“There was a great deal of ill-feeling existing even then between the Corsicans and the French, though it was not of course anything like what it is at present; hostilities had not as yet broken out; the flame which is so fiercely raging to-day throughout the island being then no more than a smouldering spark.

“Still, the rencontre was disagreeable, and to shorten it as much as possible Isabel and her lover turned back with the intention of passing the French in the opposite direction. But by the time that they had resolved on this, the French were upon them, and instead of courteously permitting them to pass, the officer in command ordered them to halt and give an account of themselves.

“They had of course no option but to obey, which they did. The French officer, however, either doubted, or affected to doubt, their story, and announced his intention of taking them both as prisoners into Ajaccio.

“Isabel’s lover remonstrated, entreated, and threatened by turns, in vain; and at length the officers, turning from him, began to assail the trembling Isabel with jests of the coarsest kind. This was more than the hot Corsican blood could endure, and suddenly breaking from his guard, the frantic lover rushed upon the commanding officer, who seemed to be the chief offender, and with a single blow struck him senseless to the ground. The next moment he would have been impaled upon the bayonets of the soldiery, had the other officers not interfered; they knew their chief, and knew too that they would never be forgiven, did they not preserve their victim for a punishment to be inflicted by himself.

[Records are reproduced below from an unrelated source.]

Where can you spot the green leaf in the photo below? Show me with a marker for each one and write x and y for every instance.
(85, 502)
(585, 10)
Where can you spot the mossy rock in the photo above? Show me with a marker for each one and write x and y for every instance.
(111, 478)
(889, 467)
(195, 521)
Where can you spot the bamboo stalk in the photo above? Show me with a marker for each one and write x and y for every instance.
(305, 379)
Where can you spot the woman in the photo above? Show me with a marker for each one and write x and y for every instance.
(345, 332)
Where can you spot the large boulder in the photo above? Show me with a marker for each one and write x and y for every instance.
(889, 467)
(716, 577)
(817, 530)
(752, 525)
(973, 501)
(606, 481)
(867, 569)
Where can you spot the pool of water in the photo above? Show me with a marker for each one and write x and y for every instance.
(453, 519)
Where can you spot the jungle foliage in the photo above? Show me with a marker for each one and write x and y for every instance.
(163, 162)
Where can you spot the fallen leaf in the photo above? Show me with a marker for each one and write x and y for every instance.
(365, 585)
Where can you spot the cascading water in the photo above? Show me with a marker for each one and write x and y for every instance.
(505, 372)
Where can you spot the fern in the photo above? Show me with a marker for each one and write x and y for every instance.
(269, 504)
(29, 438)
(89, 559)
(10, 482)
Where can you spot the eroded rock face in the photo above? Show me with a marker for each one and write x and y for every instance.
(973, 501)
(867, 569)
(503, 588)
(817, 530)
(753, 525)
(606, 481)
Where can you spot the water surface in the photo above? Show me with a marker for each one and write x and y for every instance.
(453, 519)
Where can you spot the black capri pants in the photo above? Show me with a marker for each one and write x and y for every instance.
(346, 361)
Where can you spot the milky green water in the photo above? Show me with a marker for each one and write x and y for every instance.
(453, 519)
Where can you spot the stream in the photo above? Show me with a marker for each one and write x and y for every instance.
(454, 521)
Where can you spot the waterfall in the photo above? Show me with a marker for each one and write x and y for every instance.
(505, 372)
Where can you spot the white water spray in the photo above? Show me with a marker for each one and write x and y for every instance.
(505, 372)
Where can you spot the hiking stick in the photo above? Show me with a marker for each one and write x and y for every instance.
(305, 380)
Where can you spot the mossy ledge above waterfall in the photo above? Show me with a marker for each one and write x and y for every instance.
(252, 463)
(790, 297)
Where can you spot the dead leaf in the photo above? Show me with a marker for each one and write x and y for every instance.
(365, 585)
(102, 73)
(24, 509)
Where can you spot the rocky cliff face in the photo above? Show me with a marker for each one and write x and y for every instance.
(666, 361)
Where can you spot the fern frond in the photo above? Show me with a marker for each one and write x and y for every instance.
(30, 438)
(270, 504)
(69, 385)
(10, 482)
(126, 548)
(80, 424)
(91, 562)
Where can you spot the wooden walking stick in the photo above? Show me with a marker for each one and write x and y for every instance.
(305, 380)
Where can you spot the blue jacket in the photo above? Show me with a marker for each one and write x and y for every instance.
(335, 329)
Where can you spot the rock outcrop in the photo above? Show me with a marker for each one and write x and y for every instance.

“A halt was immediately called, they being at the time in perhaps the most lonely part of the road. A strong guard was placed over the prisoners, the rest of the men piling their arms, and vigorous efforts were at once proceeded with for the restoration of the injured officer.

“The injury being slight, they were soon successful, and a mock drum-head court-martial was then instituted, by which the male prisoner was tried and convicted; sentence was passed, and the ruffianly band at once proceeded jeeringly to carry it into execution. The unhappy lover was stripped and firmly bound to a tree; the shrieking Isabel was then dragged before him, and in her presence he was scourged to death with the soldiers’ belts. The miserable girl was then released, the troops shouldered their arms and marched merrily away, safely reaching in due time their barracks in Ajaccio.

“Meanwhile the day passed on; Count Robert returned to the chateau, and as was his custom at once sought his daughter. Failing to find her, he made inquiry among the servants, and then learned that the lovers had left the domain some hours before. This intelligence made the count somewhat uneasy, and remounting his horse, he set out in quest of the truants upon the road which he learned they had taken. He penetrated the forest for some distance, and at length was startled by hearing shrill screams of maniacal laughter.

“Imagine if you can his horror and distress, when, on reaching the spot from which the sounds proceeded, he discovered his daughter seated upon the ground, with her dead lover’s head upon her lap, uttering peal after peal of blood-curdling laughter, as she strove to bind up the bruised and lacerated body in strips of linen torn from her own clothing.

“On approaching her, the poor girl appeared to recognise her father in a confused sort of way, and with a little difficulty he at length persuaded her to allow him to lay the murdered man across the horse’s back, and to accompany him home.

“It was of course patent to the distracted count that a fiendish atrocity of some sort had been committed, but it was quite impossible to gather any particulars or even the most meagre hint from the poor demented girl by his side; he therefore made the best of his way back to the chateau, whence immediately upon his arrival he despatched a couple of mounted servants—one of whom had charge of a note conveying a hint of the catastrophe to the friends of the murdered man, while the other had instructions to find and bring back with him to the chateau the first medical man in Ajaccio. By nightfall the chateau was full of self-invited guests, attracted thither by the rumours which had reached their ears concerning the events of the day, and all sorts of surmises and suggestions were made as to the probable perpetrators of the outrage. The doctor, too, as well as the friends of the murdered man, was there, and the former had on seeing his patient lost no time in administering a powerful opiate with the object of procuring for the unfortunate Isabel a temporary relief from the unnatural excitement of her overtaxed brain.